FE: Your alma mater recently honored you with the Professional Achievement Citation in Engineering (PACE) award in recognition of your work. What accomplishments most appealed to the award committee?
Wilson: I’ve worked with Purdue University Calumet’s (PUC) School of Technology to establish the first four-year degree in mechatronics, which combines mechanical and electrical engineering disciplines necessary in the design and construction of today’s packaging machinery. This is a degree for people who get their hands on equipment and make it work.
Finding qualified people is one of the most challenging issues facing the packaging industry, and mechatronics is one of the most severely limited skill areas. You can’t survive and grow without educated workers. The PUC program is important, but we’re not even touching the demand.
FE: When did your involvement with PUC begin?
Wilson: Some of the engineering professors were looking for ways to adapt the curriculum to meet contemporary needs, and I suggested that the school get involved in packaging and take advantage of scholarships available from PMMI and others. It was hard to get traction, though, so I paid for two professors to visit PACK EXPO Las Vegas in 2007. They had no idea of the possibilities. They were like kids in a candy store when they walked the aisles. They wrote a first draft of the curriculum on the flight back.

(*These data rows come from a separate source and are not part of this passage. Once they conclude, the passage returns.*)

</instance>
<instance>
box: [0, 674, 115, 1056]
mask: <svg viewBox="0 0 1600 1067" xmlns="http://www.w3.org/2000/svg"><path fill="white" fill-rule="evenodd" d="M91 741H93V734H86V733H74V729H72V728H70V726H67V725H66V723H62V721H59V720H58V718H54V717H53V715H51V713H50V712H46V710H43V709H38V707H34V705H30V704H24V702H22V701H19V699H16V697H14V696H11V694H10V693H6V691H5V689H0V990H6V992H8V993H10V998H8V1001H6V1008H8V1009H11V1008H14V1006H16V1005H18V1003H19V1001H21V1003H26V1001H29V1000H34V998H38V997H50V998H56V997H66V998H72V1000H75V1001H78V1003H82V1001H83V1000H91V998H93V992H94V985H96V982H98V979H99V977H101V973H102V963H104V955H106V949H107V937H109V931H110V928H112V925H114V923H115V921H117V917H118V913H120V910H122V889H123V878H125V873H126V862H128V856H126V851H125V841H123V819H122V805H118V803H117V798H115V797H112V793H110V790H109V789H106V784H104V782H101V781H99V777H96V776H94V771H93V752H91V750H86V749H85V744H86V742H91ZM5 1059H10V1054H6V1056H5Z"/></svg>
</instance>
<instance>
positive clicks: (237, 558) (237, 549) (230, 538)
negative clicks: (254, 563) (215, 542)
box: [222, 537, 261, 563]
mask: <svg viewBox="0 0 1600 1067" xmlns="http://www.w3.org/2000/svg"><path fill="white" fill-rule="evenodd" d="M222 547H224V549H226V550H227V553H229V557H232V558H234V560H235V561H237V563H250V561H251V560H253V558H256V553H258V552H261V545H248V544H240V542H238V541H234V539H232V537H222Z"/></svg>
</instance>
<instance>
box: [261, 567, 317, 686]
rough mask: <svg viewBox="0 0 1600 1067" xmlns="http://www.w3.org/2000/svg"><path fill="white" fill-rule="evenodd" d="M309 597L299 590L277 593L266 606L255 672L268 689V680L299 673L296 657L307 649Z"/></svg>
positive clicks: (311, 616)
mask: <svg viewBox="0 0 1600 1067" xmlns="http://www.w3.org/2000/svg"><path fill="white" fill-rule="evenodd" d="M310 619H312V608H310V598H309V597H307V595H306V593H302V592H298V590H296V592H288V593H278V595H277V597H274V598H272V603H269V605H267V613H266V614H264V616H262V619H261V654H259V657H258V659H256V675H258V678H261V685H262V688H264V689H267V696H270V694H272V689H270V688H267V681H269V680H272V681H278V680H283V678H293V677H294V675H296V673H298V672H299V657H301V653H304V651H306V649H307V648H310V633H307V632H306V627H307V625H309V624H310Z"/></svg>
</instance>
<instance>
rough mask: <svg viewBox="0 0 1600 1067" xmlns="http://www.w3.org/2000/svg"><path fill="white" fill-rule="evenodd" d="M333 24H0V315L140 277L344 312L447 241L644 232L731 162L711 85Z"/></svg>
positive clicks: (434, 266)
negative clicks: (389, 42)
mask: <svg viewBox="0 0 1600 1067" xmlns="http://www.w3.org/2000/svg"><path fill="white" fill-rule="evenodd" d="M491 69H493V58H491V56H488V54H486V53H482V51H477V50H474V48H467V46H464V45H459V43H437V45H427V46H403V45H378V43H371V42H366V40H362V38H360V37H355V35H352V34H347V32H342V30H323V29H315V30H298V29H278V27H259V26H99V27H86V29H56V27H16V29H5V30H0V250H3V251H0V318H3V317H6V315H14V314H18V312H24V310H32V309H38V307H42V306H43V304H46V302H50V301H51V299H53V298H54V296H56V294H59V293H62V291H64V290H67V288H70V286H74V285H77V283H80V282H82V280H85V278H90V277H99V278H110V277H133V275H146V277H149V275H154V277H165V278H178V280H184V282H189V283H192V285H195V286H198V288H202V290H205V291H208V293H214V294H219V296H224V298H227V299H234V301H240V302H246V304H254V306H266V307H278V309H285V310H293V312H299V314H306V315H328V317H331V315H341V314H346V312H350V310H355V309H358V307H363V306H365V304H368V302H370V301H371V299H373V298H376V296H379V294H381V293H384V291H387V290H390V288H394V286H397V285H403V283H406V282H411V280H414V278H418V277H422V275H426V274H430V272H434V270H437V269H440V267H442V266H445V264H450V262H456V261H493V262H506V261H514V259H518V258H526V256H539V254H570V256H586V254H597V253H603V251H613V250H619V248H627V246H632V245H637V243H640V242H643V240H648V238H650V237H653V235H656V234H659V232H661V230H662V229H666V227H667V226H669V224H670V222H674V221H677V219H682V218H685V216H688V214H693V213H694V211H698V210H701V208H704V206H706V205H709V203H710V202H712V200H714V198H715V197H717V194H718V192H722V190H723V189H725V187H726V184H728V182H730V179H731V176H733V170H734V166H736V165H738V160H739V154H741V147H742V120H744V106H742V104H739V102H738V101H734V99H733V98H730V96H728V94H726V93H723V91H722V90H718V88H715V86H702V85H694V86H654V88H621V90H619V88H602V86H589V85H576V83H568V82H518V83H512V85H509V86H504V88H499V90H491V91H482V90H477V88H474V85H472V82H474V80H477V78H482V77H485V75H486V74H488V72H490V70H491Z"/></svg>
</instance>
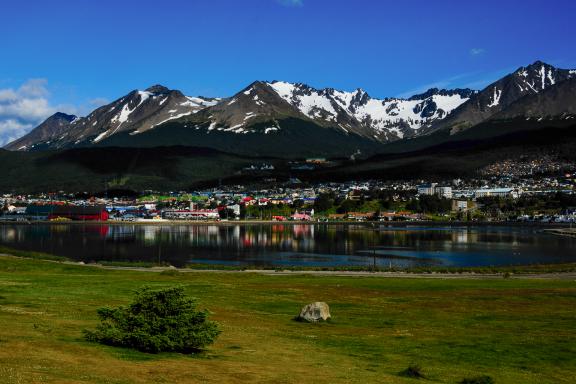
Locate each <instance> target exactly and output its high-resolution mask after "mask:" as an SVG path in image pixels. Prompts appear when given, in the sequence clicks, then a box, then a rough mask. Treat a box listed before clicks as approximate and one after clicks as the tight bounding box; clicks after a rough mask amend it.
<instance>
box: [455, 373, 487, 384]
mask: <svg viewBox="0 0 576 384" xmlns="http://www.w3.org/2000/svg"><path fill="white" fill-rule="evenodd" d="M460 384H494V379H492V378H491V377H490V376H486V375H484V376H477V377H469V378H466V379H464V380H462V381H460Z"/></svg>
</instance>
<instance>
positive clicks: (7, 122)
mask: <svg viewBox="0 0 576 384" xmlns="http://www.w3.org/2000/svg"><path fill="white" fill-rule="evenodd" d="M107 102H108V101H107V100H106V99H103V98H95V99H93V100H90V101H88V102H87V103H84V104H83V105H69V104H59V105H54V104H52V103H51V102H50V92H49V90H48V81H47V80H46V79H29V80H27V81H25V82H24V83H23V84H22V85H21V86H20V87H19V88H4V89H0V147H3V146H4V145H6V144H8V143H9V142H11V141H13V140H16V139H18V138H20V137H22V136H24V135H25V134H26V133H28V132H29V131H30V130H32V129H33V128H35V127H36V126H38V125H39V124H40V123H41V122H42V121H44V120H45V119H46V118H48V117H49V116H51V115H53V114H54V113H56V112H58V111H60V112H66V113H69V114H74V115H78V116H84V115H86V114H87V113H89V112H91V111H92V110H93V109H94V108H96V107H100V106H102V105H104V104H107Z"/></svg>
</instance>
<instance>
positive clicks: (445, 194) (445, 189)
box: [434, 187, 452, 199]
mask: <svg viewBox="0 0 576 384" xmlns="http://www.w3.org/2000/svg"><path fill="white" fill-rule="evenodd" d="M434 192H435V193H436V195H438V197H443V198H445V199H451V198H452V187H436V188H435V190H434Z"/></svg>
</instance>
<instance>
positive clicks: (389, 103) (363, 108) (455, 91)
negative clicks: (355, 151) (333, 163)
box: [269, 82, 474, 141]
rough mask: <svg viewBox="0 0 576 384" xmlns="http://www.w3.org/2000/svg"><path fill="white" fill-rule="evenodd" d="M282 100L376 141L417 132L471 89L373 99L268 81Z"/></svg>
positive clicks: (457, 106)
mask: <svg viewBox="0 0 576 384" xmlns="http://www.w3.org/2000/svg"><path fill="white" fill-rule="evenodd" d="M269 86H270V87H272V88H273V89H274V90H275V91H276V92H277V93H278V94H279V95H280V96H281V97H282V98H283V99H284V100H286V101H287V102H288V103H290V104H292V105H294V106H295V107H297V108H298V109H299V110H300V112H302V113H303V114H304V115H306V116H307V117H309V118H311V119H313V120H324V121H325V122H327V123H337V124H338V126H339V127H340V128H342V129H344V130H348V129H352V130H354V129H356V130H358V129H361V130H362V131H364V132H365V133H368V134H370V135H372V136H373V137H374V138H376V139H378V140H379V141H391V140H396V139H401V138H404V137H411V136H414V135H416V134H417V132H418V129H419V128H421V127H422V126H423V125H424V124H428V123H431V122H433V121H435V120H438V119H443V118H444V117H446V116H447V115H448V114H449V113H450V112H451V111H452V110H453V109H455V108H456V107H458V106H459V105H461V104H463V103H465V102H466V101H467V100H468V99H469V97H470V95H472V94H473V93H474V92H473V91H472V90H469V89H465V90H453V91H446V90H438V89H430V90H428V91H427V92H426V93H424V94H421V95H415V96H413V97H411V98H409V99H401V98H388V99H383V100H381V99H375V98H372V97H370V95H368V93H366V91H364V90H362V89H357V90H355V91H353V92H343V91H338V90H335V89H332V88H327V89H323V90H316V89H314V88H311V87H308V86H306V85H304V84H290V83H286V82H272V83H269Z"/></svg>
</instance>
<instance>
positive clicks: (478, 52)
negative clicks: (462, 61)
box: [470, 48, 486, 56]
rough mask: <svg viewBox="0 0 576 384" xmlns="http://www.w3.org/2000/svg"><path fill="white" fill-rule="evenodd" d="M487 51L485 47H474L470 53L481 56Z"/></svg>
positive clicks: (473, 55) (471, 49)
mask: <svg viewBox="0 0 576 384" xmlns="http://www.w3.org/2000/svg"><path fill="white" fill-rule="evenodd" d="M485 53H486V50H485V49H484V48H472V49H471V50H470V55H472V56H480V55H483V54H485Z"/></svg>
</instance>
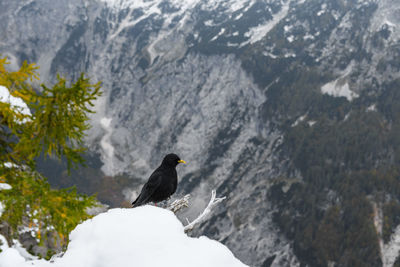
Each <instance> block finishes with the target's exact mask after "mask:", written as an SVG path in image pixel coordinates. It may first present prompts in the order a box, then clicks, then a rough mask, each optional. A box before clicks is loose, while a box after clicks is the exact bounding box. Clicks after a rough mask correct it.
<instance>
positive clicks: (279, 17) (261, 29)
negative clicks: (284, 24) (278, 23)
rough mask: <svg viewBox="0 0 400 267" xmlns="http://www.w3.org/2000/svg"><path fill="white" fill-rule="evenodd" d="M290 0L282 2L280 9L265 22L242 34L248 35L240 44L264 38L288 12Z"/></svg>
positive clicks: (282, 18) (287, 13) (248, 42)
mask: <svg viewBox="0 0 400 267" xmlns="http://www.w3.org/2000/svg"><path fill="white" fill-rule="evenodd" d="M289 4H290V1H286V2H284V4H283V5H282V7H281V9H280V11H279V12H278V13H276V14H274V16H273V18H272V19H271V20H270V21H268V22H267V23H265V24H260V25H258V26H257V27H253V28H250V29H249V31H248V32H246V33H245V34H244V36H246V37H248V38H249V40H248V41H246V42H244V43H242V44H241V46H245V45H247V44H248V43H250V44H253V43H256V42H258V41H260V40H261V39H262V38H264V37H265V36H266V35H267V34H268V32H270V31H271V30H272V29H273V28H274V27H275V26H276V25H277V24H278V23H279V22H280V21H281V20H282V19H284V18H285V17H286V16H287V14H288V12H289Z"/></svg>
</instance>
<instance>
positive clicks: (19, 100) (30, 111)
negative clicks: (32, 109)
mask: <svg viewBox="0 0 400 267" xmlns="http://www.w3.org/2000/svg"><path fill="white" fill-rule="evenodd" d="M0 102H3V103H8V104H10V105H11V107H12V108H13V109H14V110H16V111H18V112H19V113H21V114H23V115H28V116H32V114H31V111H30V110H29V108H28V106H27V105H26V103H25V102H24V101H23V100H22V99H21V98H19V97H14V96H12V95H11V94H10V92H9V91H8V89H7V88H6V87H4V86H2V85H0Z"/></svg>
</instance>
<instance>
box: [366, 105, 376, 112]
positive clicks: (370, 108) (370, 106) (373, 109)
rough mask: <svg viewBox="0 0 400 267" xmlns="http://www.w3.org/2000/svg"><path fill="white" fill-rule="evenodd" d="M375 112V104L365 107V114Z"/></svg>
mask: <svg viewBox="0 0 400 267" xmlns="http://www.w3.org/2000/svg"><path fill="white" fill-rule="evenodd" d="M371 111H376V104H372V105H371V106H369V107H367V112H371Z"/></svg>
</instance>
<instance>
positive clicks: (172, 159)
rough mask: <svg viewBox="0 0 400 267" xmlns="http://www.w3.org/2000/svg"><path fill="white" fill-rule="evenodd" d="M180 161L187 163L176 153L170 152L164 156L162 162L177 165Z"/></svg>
mask: <svg viewBox="0 0 400 267" xmlns="http://www.w3.org/2000/svg"><path fill="white" fill-rule="evenodd" d="M179 163H186V162H185V161H184V160H181V159H180V158H179V157H178V155H176V154H168V155H166V156H165V157H164V159H163V162H162V164H163V165H169V166H173V167H176V165H178V164H179Z"/></svg>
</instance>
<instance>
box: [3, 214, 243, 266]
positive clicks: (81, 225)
mask: <svg viewBox="0 0 400 267" xmlns="http://www.w3.org/2000/svg"><path fill="white" fill-rule="evenodd" d="M70 240H71V241H70V243H69V245H68V248H67V251H66V252H65V253H64V255H63V256H60V257H54V258H53V259H52V260H51V261H50V262H48V261H45V260H26V259H25V258H24V257H22V256H21V254H20V253H19V252H18V251H17V250H16V249H15V248H8V247H7V246H6V245H3V247H2V249H3V252H2V253H0V266H2V267H28V266H29V267H32V266H36V267H45V266H47V267H71V266H74V267H111V266H118V267H125V266H126V267H128V266H129V267H132V266H141V267H143V266H149V267H150V266H151V267H153V266H165V267H168V266H174V267H179V266H182V267H188V266H190V267H196V266H198V267H204V266H217V267H225V266H226V267H228V266H229V267H236V266H238V267H239V266H246V265H245V264H243V263H242V262H240V261H239V260H238V259H236V258H235V256H234V255H233V254H232V252H231V251H230V250H229V249H228V248H227V247H226V246H224V245H223V244H221V243H219V242H217V241H215V240H211V239H209V238H207V237H204V236H202V237H200V238H192V237H188V236H187V235H186V234H185V233H184V226H183V225H182V223H181V222H180V221H179V220H178V219H177V218H176V216H175V215H174V213H173V212H171V211H169V210H165V209H162V208H157V207H153V206H143V207H138V208H134V209H111V210H109V211H108V212H106V213H102V214H99V215H97V216H95V217H94V218H92V219H90V220H87V221H85V222H83V223H82V224H80V225H78V226H77V227H76V228H75V230H73V231H72V232H71V234H70Z"/></svg>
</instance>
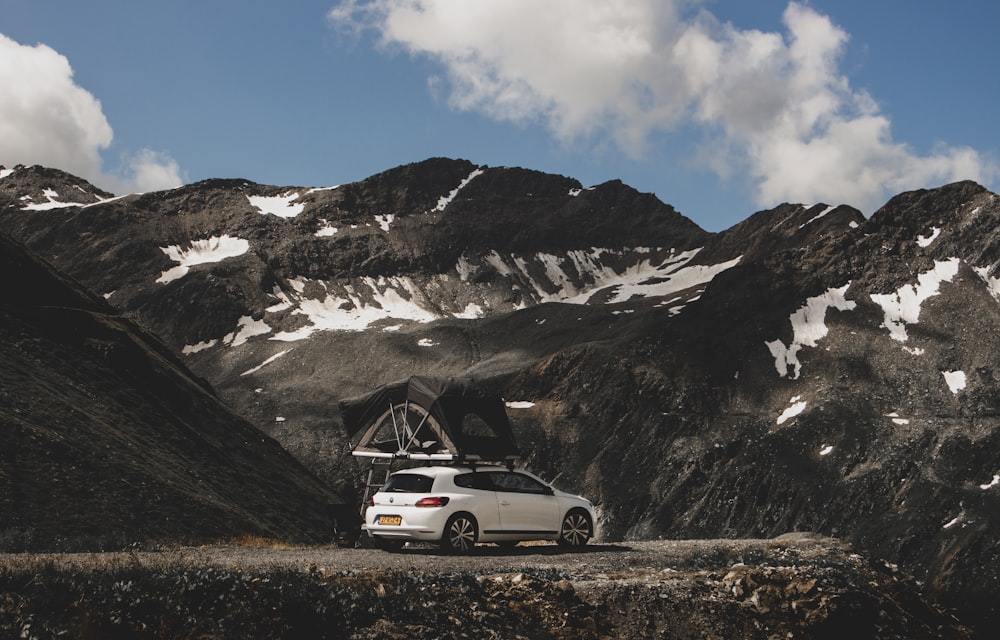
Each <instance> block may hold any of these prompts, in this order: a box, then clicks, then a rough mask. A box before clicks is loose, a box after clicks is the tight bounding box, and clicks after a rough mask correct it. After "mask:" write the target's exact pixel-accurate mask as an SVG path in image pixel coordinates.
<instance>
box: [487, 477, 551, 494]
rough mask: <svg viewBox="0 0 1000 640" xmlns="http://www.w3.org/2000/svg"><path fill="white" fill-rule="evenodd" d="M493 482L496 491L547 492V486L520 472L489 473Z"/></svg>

I arranged for the professors to visit several OEMs so they could see firsthand the engineering and manufacturing process. When the OEMs saw how enthusiastic the professors were, they became excited, too, and the effort snowballed. OEMs have contributed almost $1 million worth of machinery and equipment to the school’s engineering lab.
I worked with the school on adjusting the curriculum and met with the state certification board to get mechatronics recognized. Approval was granted in a year, which was considered lightning speed.
Early in the process, Niaz Latif joined the school as the dean of technology. He saw the possibilities of this program and has been a major supporter. This is interesting work, and the jobs are not exportable; they stay here.
Thirty percent of PMMI’s membership is based within 100 miles of the school, which has helped in arranging internships for the students so they can gain hands-on experience. Since the degree program started, the Center for Packaging Machinery Industry has been established to bring the school and industry together to address needs. But the need for more training is global.
FE: Are you involved in other efforts to recruit and train young engineers and technicians?
Wilson: I’ve been active on PMMI’s education committee, where we’re developing mechanical certifications at multiple levels of skill competencies in PLC programming, mechanical drive components and other competencies. Training is done online. And PMMI supports student visits to PACK EXPO.
We have at least a dozen PMMI certified trainers on the Morrison staff. We use them both to train people inside our company and out, teaching end-users’ workers not only how to maintain the equipment but to continuously improve changeover performance. Education is critically important to our country, and we actively encourage and pay for our employees to pursue a course of study, regardless [of whether] it is related to their jobs. It changes the way they see things.
FE: Given your commitment to education, why didn’t you pursue an advanced engineering degree?
Wilson: I needed to go to work. Back then, you could earn as you go, and I could just keep ahead of the bill collector.
While in school, I worked as a research assistant at the Iowa State atomic energy lab, now known as the US Department of Energy Ames Laboratory. Those kinds of jobs, as well as the lab itself, could likely go unfunded in the current federal debt-reduction climate. I think it’s a mistake.